The mayor prior to Cr Hampton was Cr Brian Cunial.
In June last year a 5-3 majority of councillors voted to amend Frankston Council’s communications policy to encourage staff “to create, and maintain, positive working relationships with local media outlets”.
Crs Glenn Aitken, Kris Bolam, Quinn McCormack, Lillian O’Connor and Steve Toms voted for the push to improve relations with the local media. Crs Cunial, Hampton and Sandra Mayer voted against the adoption of that policy.
Cr Michael O’Reilly was not at the meeting.
The mayor said he does not believe the “informative article” in the Frankston City News breached council’s policies.
“Council’s Frankston City News editorial committee, including councillors and the executive management team, review and approve each edition of Frankston City News prior to print,” Cr Hampton said in a statement.
“After reviewing the Frankston City News editorial committee Terms of Reference, Communications Policy and the Councillor Code of Conduct, I do not believe in my opinion that there have been any breaches made as a result of my informative article.
“All councillors are provided with an opportunity to review Frankston City News content before it is authorised by myself as mayor to go to print.”

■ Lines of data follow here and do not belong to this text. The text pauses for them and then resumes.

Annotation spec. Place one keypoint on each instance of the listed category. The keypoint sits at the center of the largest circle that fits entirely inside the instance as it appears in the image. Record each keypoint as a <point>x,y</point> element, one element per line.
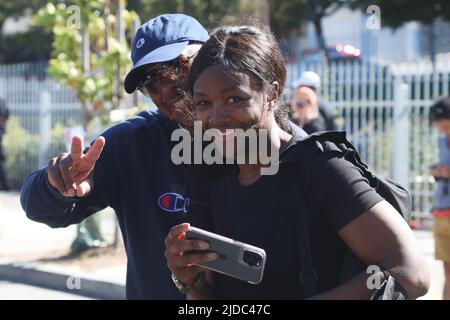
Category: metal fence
<point>40,109</point>
<point>384,109</point>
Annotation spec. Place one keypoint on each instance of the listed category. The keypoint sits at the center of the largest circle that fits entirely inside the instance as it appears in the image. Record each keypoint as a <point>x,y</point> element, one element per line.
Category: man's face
<point>165,84</point>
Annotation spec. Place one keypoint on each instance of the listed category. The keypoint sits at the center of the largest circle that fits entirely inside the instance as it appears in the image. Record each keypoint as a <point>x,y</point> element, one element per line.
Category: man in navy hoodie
<point>129,167</point>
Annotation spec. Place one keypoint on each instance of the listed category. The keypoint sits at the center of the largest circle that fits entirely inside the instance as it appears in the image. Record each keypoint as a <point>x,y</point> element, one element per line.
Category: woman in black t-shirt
<point>236,81</point>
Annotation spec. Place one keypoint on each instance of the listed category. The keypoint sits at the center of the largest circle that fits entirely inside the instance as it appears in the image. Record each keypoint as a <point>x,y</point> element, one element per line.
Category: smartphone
<point>235,259</point>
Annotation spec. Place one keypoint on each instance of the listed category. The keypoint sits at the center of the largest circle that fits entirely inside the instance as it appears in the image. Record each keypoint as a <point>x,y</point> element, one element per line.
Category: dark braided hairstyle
<point>247,49</point>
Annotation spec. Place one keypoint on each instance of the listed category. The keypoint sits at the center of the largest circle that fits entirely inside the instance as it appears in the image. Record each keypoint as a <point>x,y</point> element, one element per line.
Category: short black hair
<point>440,110</point>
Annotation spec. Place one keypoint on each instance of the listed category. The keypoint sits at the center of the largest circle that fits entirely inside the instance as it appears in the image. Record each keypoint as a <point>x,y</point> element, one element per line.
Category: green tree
<point>33,44</point>
<point>394,13</point>
<point>287,16</point>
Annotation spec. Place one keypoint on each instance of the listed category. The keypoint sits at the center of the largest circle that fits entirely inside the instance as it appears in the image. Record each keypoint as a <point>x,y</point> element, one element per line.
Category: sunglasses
<point>170,69</point>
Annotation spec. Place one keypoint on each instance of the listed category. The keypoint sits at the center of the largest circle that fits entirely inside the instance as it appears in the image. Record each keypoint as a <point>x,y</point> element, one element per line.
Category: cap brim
<point>161,54</point>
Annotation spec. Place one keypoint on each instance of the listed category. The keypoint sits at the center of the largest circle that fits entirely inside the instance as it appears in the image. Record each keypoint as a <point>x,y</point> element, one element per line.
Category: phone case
<point>235,259</point>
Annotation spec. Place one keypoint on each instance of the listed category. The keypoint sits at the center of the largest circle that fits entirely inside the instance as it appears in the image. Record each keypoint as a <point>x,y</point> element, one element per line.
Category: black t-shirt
<point>335,193</point>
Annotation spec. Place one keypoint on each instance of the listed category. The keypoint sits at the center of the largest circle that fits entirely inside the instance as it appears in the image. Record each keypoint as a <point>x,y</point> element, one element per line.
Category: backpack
<point>336,143</point>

Cr Bolam, who introduced the notice of motion last year for council to change its communications policy, told The Times he will be speaking to council CEO Dennis Hovenden and the mayor about the publication of the “Keeping our community informed” column without consultation with all councillors.
“The column is inconsistent with the policy and is potentially damaging relations with the press,” he said.
“If we’re openly questioning the role of media, that’s something that requires a conversation with councillors and is not something that should be done unilaterally by the mayor.”
Cr Bolam noted the mayor is council’s official spokesperson and should, in his view, “reflect the will of the council” in the role.
“The council to my knowledge has not declared war on the free press.”
In the column, Cr Hampton directed Frankston ratepayers and residents towards council’s official “communication channels” including Facebook and Twitter to be “accurately informed about local decision making, events, project updates and how your rates are spent”.
The government in the UK banned British councils in 2010 from printing “their own newspapers” on a regular basis.
Then UK Local Government Minister Eric Pickles said the freesheets are “Town hall Pravdas” that undermine commercial news businesses and “present a glossy view of their local councils compared to the critical, independent approach taken by local newspapers”.
Frankston Council CEO Dennis Hovenden ended all council advertising in The Times early last year citing rate capping by the Labor state government as the reason council would no longer pay for adverts in the newspaper.
Council has continued to advertise with News Corp’s Frankston Standard Leader and publications owned by other publishers.